Attack ads run rampant in local elections

They say politics is a blood sport. Silicon Valley’s 2018 midterm election, featuring a handful of competitive city and county legislative races, was no exception.

A slew of opposition ads and smear tactics shadowed several Bay Area candidates running for public office this year — including ads bankrolled by a new committee helmed by the CEO of a powerful business group and another ad that spurred public fallout.

Flipping the bird?

San Jose City Council District 9 candidate Kalen Gallagher was hit with the most talked about mailer this election cycle, funded by the Silicon Valley Organization (formerly San Jose’s chamber of commerce).

The piece used an image lifted from Gallagher’s Instagram account that showed him pointing to an “I voted” sticker on his shirt — but it was altered to look like he was flipping off the camera. The “I voted” sticker was removed in the mailer image.

The SVO faced immediate fallout from the ad. Armed Courier Service President Dan L. Connolly resigned as trustee of the group’s PAC and ended his company’s membership with the SVO, citing “the disgraceful and misleading photo-shopped hit piece.

“Although I support another candidate in this race, the SVO Executive Director and Staff crossed an ethical line,” Connolly wrote in his resignation letter.

The SVO did not respond to requests for comment.

Rocha and Ellenberg targeted

Hundreds of thousands of dollars poured into the heated race for the District 4 seat on the Santa Clara County Board of Supervisors, replacing termed-out Supervisor Ken Yeager.
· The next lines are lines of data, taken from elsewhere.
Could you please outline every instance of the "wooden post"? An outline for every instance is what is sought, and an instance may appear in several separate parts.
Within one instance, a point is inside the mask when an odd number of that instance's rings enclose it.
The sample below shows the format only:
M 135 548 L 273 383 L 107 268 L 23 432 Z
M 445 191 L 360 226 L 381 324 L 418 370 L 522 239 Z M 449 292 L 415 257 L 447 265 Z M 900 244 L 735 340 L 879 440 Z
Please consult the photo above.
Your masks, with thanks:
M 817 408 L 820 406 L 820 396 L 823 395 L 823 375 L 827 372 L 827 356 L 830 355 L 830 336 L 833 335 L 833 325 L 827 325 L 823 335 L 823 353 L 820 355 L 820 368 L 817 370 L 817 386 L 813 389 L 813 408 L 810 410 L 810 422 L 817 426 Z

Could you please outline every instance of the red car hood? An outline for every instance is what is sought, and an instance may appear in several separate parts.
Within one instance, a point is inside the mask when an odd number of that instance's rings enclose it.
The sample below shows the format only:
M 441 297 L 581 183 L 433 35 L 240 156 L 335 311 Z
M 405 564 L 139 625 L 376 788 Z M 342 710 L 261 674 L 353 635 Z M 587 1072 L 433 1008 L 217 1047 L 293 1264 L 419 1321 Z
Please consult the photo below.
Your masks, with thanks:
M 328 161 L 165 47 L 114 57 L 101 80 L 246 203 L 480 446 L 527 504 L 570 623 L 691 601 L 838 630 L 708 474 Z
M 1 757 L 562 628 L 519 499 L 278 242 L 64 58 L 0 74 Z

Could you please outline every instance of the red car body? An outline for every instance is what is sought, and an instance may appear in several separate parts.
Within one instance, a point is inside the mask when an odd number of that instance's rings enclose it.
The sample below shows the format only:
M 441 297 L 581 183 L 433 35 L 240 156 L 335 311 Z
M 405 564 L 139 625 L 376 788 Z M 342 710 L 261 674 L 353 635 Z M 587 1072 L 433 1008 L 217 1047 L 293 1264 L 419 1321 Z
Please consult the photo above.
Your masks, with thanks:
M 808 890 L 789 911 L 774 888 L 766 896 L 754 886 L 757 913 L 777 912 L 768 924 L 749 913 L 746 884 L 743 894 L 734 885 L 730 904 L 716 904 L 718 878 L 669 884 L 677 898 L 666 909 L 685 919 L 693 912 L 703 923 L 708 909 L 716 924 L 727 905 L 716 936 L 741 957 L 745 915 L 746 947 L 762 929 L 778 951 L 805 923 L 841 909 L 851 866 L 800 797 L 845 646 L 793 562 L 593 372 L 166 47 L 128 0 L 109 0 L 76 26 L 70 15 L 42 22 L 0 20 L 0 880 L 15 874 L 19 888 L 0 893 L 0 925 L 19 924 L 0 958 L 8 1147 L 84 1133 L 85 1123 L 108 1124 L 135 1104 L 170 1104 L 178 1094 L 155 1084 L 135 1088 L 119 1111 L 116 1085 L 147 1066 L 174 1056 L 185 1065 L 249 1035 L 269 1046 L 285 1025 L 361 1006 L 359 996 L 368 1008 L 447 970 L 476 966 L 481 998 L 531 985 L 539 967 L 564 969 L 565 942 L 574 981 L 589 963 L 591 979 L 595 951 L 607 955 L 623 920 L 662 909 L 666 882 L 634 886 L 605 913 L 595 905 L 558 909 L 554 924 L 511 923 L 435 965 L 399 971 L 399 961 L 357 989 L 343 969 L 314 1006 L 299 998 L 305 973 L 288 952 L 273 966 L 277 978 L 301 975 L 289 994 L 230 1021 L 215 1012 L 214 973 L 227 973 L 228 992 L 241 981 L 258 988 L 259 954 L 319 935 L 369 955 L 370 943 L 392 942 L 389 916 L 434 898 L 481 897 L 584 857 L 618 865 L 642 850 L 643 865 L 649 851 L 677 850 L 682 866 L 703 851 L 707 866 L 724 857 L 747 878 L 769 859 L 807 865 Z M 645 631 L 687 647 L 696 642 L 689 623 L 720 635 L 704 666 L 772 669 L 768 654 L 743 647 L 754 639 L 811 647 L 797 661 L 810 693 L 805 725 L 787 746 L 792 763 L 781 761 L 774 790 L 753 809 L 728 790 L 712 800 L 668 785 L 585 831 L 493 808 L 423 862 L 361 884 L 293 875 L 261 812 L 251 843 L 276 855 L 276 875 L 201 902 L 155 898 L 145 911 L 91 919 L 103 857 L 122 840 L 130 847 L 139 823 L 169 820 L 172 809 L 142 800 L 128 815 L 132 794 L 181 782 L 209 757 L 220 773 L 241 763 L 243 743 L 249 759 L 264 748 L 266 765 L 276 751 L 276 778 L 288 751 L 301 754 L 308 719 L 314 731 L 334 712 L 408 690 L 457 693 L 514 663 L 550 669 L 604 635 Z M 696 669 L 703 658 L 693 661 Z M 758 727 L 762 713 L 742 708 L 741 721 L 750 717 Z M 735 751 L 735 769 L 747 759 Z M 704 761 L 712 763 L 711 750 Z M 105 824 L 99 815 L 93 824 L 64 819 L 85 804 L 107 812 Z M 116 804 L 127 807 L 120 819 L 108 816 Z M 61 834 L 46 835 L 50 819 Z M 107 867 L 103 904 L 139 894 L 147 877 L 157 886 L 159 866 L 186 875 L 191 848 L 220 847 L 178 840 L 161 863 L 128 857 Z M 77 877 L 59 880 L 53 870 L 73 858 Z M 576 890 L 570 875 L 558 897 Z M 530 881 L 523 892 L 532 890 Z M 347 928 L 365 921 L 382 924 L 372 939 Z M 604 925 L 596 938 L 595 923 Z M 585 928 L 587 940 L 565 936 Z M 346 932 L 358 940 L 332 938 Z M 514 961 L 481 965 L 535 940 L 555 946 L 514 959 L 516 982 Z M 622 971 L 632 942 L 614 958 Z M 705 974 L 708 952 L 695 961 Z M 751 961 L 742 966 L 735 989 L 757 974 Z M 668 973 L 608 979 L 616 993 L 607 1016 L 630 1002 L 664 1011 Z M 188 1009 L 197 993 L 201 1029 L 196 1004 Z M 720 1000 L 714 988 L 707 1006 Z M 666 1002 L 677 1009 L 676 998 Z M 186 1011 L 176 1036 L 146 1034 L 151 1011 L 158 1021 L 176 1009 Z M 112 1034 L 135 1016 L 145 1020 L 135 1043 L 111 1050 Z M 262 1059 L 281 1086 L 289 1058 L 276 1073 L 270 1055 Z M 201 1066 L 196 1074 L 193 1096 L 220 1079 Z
A new campaign committee called Innovation for Everyone, headed by Carl Guardino of the Silicon Valley Leadership Group, spent more than $75,000 by mid-October to support supervisorial candidate Susan Ellenberg, who also was favored by other business interests including the SVO.

The group sent two mailers opposing Ellenberg’s opponent, San Jose Councilman Don Rocha. One ad criticized Rocha for being “heavily backed by powerful special interests.” However, developers like Blach Construction and Republic Urban donated to Innovation for Everyone, according to campaign finance filings.

Guardino defended the anti-Rocha ads by saying they did not attack — they informed. He added that outside spending to support the councilman was four times more than spending for Ellenberg.

“The anti-Ellenberg mailers were factually and repeatedly inaccurate,” Guardino said in an email. “There is not a single factual inaccuracy in our material.”

 

Rocha was hit again when a blog with a domain similar to his campaign website’s name sprung up. The anonymous blog posted details about Rocha’s divorce from years ago. The councilman initially accused Ellenberg of putting up the website, which she denied.

Ellenberg, who ultimately won the race by 18 percentage points, also faced her share of attacks.

The San Jose Police Officers Association PAC targeted Ellenberg in a flyer that declared, “She’s not on our side” and is “beholden to the special interests funding her campaign.”

Ellenberg, who’s lived in San Jose for several decades, denounced the ad for its use of language that “suggests that people who were not born in this community…are not an integral part.”

Ellenberg was the subject of another opposition mailer several days before Election Day sent by the Working for a Better Community, a labor-aligned PAC supporting Rocha’s run.

The ad showed a fake check from Jed York of the 49ers to Ellenberg for $25,000. The 49ers did not donate to Ellenberg’s campaign, but contributed $25,000 to Guardino’s Innovation for Everyone committee, which spent thousands of dollars campaigning for her.

Deception by business group

Nonprofits aren’t supposed to endorse candidates running for office.

That’s why Sacred Heart Community Service Executive Director Poncho Guevara was “incensed” to see his name linked to an endorsement mailer for San Jose Councilman Tam Nguyen, who narrowly lost his re-election bid.

The mailer was funded by Business San Jose Chamber PAC. Guevara took to his blog to set the record straight.

“I DID NOT, and I WOULD NOT endorse him under ANY circumstances,” he wrote. “The Business San Jose Chamber PAC is either massively deceptive, or unbelievably stupid, to suggest that Sacred Heart would endorse Mr. Nguyen’s or anyone’s candidacy for election.”

Guevara also accused Nguyen’s campaign of sending a mailer using an unauthorized quote during the primary election. Nguyen apologized after he was confronted, Guevara said, but continued using the quote in subsequent mailers.